Event emcee Maj. Kathleen Moffatt began the ceremony by reading the proclamation letter from President Barack Obama, commemorating February 2012 as National African-American History Month.
The Grace Gospel Choir, based out of JBLM's North Fort Lewis Chapel, performed a selection of spiritual songs inspired by the program theme.
A rolling presentation with captioned pictures of iconic African-American women played on screens around the room throughout the observance. From Harriet Tubman, leader of the Underground Railroad, and Rosa Parks, icon of the civil rights movement, it was a tribute to notable black women who stood against oppression.
For many Soldiers in attendance, the stories and rich histories were inspiring.
"Coming to this helps me to understand where we came from, and where we're going. I feel a sense of pride knowing what these historical figures were able to accomplish, despite adversity. So in the course of my own life I would try not to let them down, as they didn't let me down," said Pfc.

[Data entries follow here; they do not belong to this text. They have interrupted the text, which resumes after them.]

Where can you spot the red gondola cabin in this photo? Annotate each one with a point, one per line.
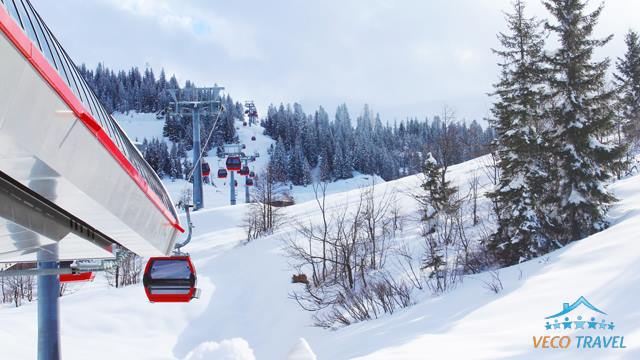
(234, 163)
(206, 169)
(170, 279)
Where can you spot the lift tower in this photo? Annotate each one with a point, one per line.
(196, 102)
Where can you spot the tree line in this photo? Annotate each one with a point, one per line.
(563, 129)
(336, 148)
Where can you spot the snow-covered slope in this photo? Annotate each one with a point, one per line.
(145, 125)
(245, 310)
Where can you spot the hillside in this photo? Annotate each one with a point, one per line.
(245, 308)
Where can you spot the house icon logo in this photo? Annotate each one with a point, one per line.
(581, 315)
(580, 326)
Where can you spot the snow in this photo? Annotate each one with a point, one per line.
(233, 349)
(245, 311)
(140, 125)
(301, 351)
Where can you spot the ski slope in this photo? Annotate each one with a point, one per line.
(245, 312)
(145, 125)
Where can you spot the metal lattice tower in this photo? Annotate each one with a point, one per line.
(196, 102)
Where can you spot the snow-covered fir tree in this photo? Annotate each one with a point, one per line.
(520, 140)
(582, 116)
(628, 79)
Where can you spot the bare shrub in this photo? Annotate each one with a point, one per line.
(345, 254)
(495, 283)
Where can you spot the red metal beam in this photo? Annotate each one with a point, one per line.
(33, 55)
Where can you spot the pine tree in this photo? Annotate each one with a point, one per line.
(628, 79)
(582, 117)
(278, 163)
(517, 115)
(325, 166)
(438, 193)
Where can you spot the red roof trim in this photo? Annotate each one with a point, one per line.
(20, 40)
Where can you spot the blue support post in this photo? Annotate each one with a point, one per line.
(198, 200)
(48, 305)
(246, 187)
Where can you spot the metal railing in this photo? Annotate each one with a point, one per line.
(30, 21)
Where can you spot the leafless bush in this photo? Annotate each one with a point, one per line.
(17, 289)
(345, 255)
(263, 217)
(127, 270)
(494, 284)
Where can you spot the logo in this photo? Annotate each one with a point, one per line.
(587, 326)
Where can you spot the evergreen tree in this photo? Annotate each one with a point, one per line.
(325, 166)
(582, 117)
(278, 166)
(520, 142)
(628, 79)
(438, 193)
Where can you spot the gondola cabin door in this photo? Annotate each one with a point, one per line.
(170, 279)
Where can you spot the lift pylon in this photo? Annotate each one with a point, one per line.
(196, 102)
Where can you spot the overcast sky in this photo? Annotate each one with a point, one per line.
(404, 58)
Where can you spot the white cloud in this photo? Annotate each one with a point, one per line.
(202, 24)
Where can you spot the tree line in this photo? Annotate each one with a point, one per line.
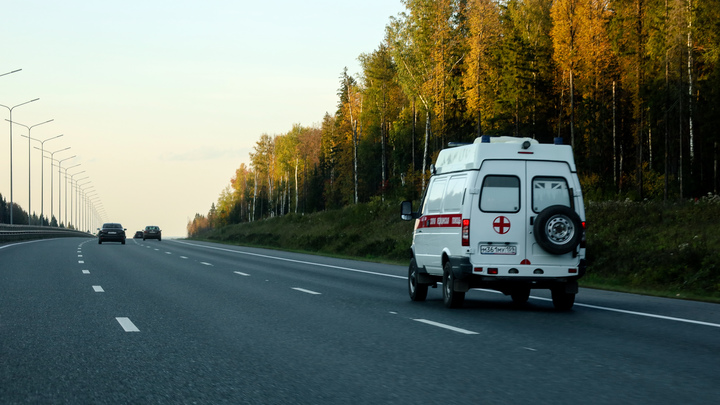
(632, 85)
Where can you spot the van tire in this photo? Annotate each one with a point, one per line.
(562, 301)
(418, 292)
(558, 229)
(451, 298)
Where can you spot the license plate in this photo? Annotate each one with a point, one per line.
(498, 250)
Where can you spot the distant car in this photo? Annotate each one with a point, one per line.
(152, 232)
(111, 232)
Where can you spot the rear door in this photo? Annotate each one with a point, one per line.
(498, 225)
(549, 183)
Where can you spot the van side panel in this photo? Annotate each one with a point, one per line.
(441, 221)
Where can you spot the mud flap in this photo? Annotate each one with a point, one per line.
(571, 287)
(461, 285)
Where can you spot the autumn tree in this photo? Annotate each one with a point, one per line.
(483, 36)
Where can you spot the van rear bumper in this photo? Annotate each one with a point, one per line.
(505, 280)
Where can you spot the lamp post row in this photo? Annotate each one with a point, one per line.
(42, 171)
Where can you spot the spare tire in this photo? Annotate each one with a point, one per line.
(558, 229)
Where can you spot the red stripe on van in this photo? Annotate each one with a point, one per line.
(441, 221)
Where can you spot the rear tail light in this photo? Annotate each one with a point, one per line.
(466, 232)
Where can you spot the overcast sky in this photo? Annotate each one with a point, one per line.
(162, 100)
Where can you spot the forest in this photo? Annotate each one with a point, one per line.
(632, 85)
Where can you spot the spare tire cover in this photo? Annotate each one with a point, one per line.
(558, 229)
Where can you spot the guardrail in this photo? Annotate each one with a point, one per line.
(11, 233)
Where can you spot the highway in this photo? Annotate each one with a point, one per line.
(184, 322)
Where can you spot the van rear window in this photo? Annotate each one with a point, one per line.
(549, 191)
(500, 194)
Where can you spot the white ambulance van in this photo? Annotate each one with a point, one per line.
(502, 213)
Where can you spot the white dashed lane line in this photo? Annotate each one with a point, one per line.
(127, 324)
(306, 291)
(448, 327)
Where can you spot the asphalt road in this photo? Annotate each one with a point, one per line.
(182, 322)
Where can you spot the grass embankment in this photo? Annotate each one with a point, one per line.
(670, 250)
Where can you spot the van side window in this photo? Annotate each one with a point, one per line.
(500, 194)
(454, 194)
(549, 191)
(433, 204)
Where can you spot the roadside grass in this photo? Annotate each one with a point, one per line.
(652, 248)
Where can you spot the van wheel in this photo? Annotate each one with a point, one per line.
(418, 292)
(521, 295)
(558, 229)
(452, 298)
(562, 301)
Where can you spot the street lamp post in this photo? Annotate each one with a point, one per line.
(80, 192)
(76, 194)
(29, 139)
(60, 187)
(10, 109)
(42, 175)
(52, 154)
(67, 224)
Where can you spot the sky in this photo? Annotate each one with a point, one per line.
(161, 101)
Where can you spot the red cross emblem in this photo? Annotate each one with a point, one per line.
(501, 225)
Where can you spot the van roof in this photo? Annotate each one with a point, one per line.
(471, 156)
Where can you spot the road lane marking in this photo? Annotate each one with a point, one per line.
(306, 291)
(127, 324)
(668, 318)
(297, 261)
(23, 243)
(442, 325)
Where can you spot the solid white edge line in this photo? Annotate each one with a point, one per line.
(127, 324)
(22, 243)
(442, 325)
(306, 291)
(669, 318)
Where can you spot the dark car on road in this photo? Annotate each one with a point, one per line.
(111, 232)
(152, 232)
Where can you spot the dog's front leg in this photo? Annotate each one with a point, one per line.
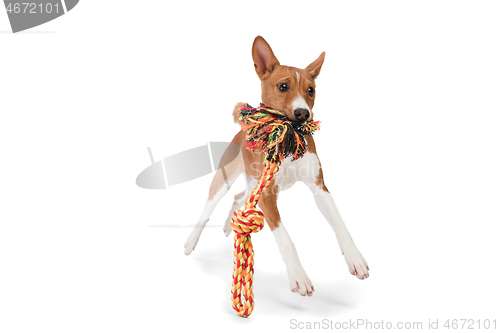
(356, 263)
(299, 282)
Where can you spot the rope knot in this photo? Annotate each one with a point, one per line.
(247, 221)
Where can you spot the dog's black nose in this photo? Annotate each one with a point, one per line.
(301, 115)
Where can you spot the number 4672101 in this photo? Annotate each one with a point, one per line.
(32, 8)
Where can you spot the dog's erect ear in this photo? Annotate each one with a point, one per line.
(263, 57)
(315, 67)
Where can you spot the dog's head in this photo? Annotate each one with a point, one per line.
(289, 89)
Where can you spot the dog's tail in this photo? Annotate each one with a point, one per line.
(236, 112)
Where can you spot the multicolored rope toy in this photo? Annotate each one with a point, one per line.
(269, 131)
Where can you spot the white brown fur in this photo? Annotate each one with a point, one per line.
(307, 170)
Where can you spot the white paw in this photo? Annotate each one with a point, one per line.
(227, 229)
(300, 283)
(356, 263)
(191, 242)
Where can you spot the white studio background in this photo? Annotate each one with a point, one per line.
(408, 98)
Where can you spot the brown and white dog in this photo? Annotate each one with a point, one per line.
(291, 90)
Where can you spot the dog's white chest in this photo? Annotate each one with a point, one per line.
(305, 169)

Gilbert Aurelus, an information systems operator/analyst from Orlando, Fla.
This year's guest speaker was Col. Valerie Hasberry, deputy joint base commander and commander of the 627th Air Base Group, JBLM, Wash.
In her speech, Hasberry gave a brief overview through 200 years of black women who made a difference.
"The history of these women is the history of the United States and how their ideals dreams and accomplishments are woven into the fabric that covers this nation in greatness. Across the centuries, black women have found a way to influence and impact our culture and society in a variety of fields and endeavors," said Hasberry.
From politics, legal and judicial systems, business, literature, science and medicine, aviation and the military, Hasberry spoke of influential women who set the stage for change through their accomplishments.
"I enjoy the historical lessons that go with these observances, and I feel like I learn something new every time. It's inspiring to hear the different stories, and some of them touch me on a personal level," said Sgt. 1st Class Minnie Miller, a combat medic from Enterprise, Ala., assigned to Headquarters, Headquarters Company, 201st BfSB.
"The Army has been good to my family. My father retired from the Army and it's certainly a different (organization) today. The fact that there are strong black women role models that have paved the way and gone to accomplish so much in the Army -- it lets me know that I can take that next step forward," said Miller.
According to website africanamericanhistorymonth.gov, Black History Month has its origins in 1915 when Dr. Carter G. Woodson, an African-American historian, travelled to Chicago for the celebration of the 50th anniversary of emancipation there. In 1926, Woodson created Negro History Week, which by the early 1970s had grown into Black History Month.